As DJ quits and BBC boycott is planned over use of the N-word, why don’t black celebs call out the sexism and profanity of rap?

As DJ quits and BBC boycott is planned over use of the N-word, why don’t black celebs call out the sexism and profanity of rap?

Use of the N-word in a BBC news report has caused a 1Xtra radio presenter to quit and now there are calls to boycott the Beeb. But there’s silence on the station’s endorsement of music that promotes violence and misogyny.

A relatively unknown, minor media personality whipped up a racism debate and has turned himself into a well-known, minor media personality. That’s Sideman, or David Whitely to his friends.

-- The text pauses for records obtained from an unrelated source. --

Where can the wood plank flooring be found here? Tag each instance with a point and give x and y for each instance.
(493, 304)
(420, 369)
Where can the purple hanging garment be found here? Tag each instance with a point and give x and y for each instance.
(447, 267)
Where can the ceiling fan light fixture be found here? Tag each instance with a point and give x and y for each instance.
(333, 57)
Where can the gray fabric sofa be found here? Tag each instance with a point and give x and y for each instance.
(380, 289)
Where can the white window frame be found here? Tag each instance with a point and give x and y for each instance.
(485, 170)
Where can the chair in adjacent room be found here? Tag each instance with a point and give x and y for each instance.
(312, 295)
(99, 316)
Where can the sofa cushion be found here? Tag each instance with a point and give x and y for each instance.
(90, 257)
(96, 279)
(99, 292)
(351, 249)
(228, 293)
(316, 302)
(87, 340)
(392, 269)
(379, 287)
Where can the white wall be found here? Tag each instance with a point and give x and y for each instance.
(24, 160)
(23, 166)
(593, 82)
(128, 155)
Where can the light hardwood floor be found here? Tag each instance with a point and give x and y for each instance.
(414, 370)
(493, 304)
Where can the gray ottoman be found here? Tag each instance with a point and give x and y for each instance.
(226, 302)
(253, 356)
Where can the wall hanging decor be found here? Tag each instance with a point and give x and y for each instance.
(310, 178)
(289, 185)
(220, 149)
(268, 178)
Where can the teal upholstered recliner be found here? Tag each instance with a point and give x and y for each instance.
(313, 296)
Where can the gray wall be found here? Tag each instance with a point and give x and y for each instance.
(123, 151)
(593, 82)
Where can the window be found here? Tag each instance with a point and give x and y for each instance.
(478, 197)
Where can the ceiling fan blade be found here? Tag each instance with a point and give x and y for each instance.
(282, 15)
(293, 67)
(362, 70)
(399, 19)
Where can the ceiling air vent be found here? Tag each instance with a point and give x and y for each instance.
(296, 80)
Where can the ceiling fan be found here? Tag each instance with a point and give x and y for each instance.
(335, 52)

He foisted himself into the news with an Instagram video resigning from the BBC, where he worked on radio station 1Xtra. The motivation was what he called “a slap in the face to our community” after a white person used the N-word on TV.

However, the grandiose statement neglected to reveal any context. The white person was female social affairs correspondent Fiona Lamdin. She was covering a horrific attack on a black healthcare worker, who was making his way home after a shift at Southmead Hospital in Bristol.

A car was deliberately driven into him at speed, resulting in multiple injuries including a broken leg, nose and cheekbone.

Doctors said if he hadn’t been physically fit, he would have died.

Lamdin spoke on camera to a witness who recounted the incident which included the vitriol directed at him, as he lay helplessly fighting for his life. With a prior warning of highly offensive language, Lamdin said: “As the men ran away, they hurled racist abuse, calling him n*****.”

It was public service broadcasting with the hope of bringing the offenders to justice. Still, Mr Whitely could only comprehend that a white person had uttered it.

His outrage contributed to the clip being removed from BBC platforms, along with an official apology. Now a collection of black professionals are calling for a 24-hour BBC boycott.

Ironically, 1Xtra’s current A-list, the songs it plays most often, features six tracks that include the word, although they are bleeped out so as not to offend. Bleeps for swearing and drugs references are removed at other times, although the N-word is always obscured.

The communications regulator Ofcom states the word “might be acceptable in some contexts pre-watershed. For example, the research says that: “Participants… noted that the word ‘n****’ is commonly used in rap songs and is not seen as unacceptable in this context.” However, the research also notes that some participants objected to the use of the word at all on television.”

It stresses the need for “strong contextualisation,” but is anything stronger than trying to apprehend attackers that left a 21-year-old in pieces? Since it aired, four individuals have been charged with attempted murder.

It appears that it’s more acceptable for offensive terms to be blasted out by DJs trying to gain more listeners so they can negotiate a bigger contract, and in the process, hand over royalties to often already wealthy musicians.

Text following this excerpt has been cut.